La transition énergétique ne résout pas les problèmes de dette existants des pays importateurs d'énergie. Bien qu'ils bénéficient financièrement de la baisse des prix du pétrole et du gaz ainsi que d'une plus grande autosuffisance énergétique, les comptes courants restent largement déficitaires et ne conduisent donc pas à un désendettement externe. De plus, étant donné qu'ils manquent de tampons financiers, les investissements dans les énergies renouvelables devront également être largement financés par la dette.

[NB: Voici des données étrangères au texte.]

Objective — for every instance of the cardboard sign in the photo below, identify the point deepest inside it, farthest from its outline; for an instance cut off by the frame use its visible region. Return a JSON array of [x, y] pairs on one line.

Bien que le modèle confirme que la transition énergétique ne propulsera pas les pays importateurs d'énergie hors de leurs problèmes de dette existants, il montre également que la baisse des prix du pétrole et du gaz contribuera au moins à stabiliser la dette externe aux niveaux actuels en termes de PIB. Malheureusement, ces niveaux sont élevés pour la Namibie et la Tunisie, supérieurs à 70% du PIB, ainsi que pour un certain nombre d'autres pays importateurs d'énergie non inclus dans les résultats du modèle (graphique 5). La Thaïlande est l'un des rares pays importateurs d'énergie qui ne sont pas entravés par un déficit jumeau persistant et pourra donc réduire encore son fardeau de la dette déjà limité. En raison des déficits budgétaires souvent tout aussi persistants, la dette publique de nombreux de ces pays, y compris le Maroc et Maurice, restera également élevée et continuera de dépasser le seuil critique du FMI pour les économies de marché émergentes de 70% du PIB.

 

 

Graphique 5 : Les problèmes d'endettement ne sont pas résolus

Figure 5 Debt problems remain unresolved

 

 

 

Ainsi, la transition énergétique peut offrir un certain soulagement aux économies émergentes dépendantes des importations d'hydrocarbures en réduisant les coûts des importations d'énergie et, peut-être plus important encore, en remplaçant les combustibles fossiles importés par des sources d'énergie renouvelable produites localement. Cela rendra les importateurs d'énergie moins sensibles aux chocs des prix de l'énergie dans le monde. Cependant, leurs déséquilibres macroéconomiques sont généralement profondément enracinés et ne disparaîtront pas facilement sans de vastes réformes structurelles économiques.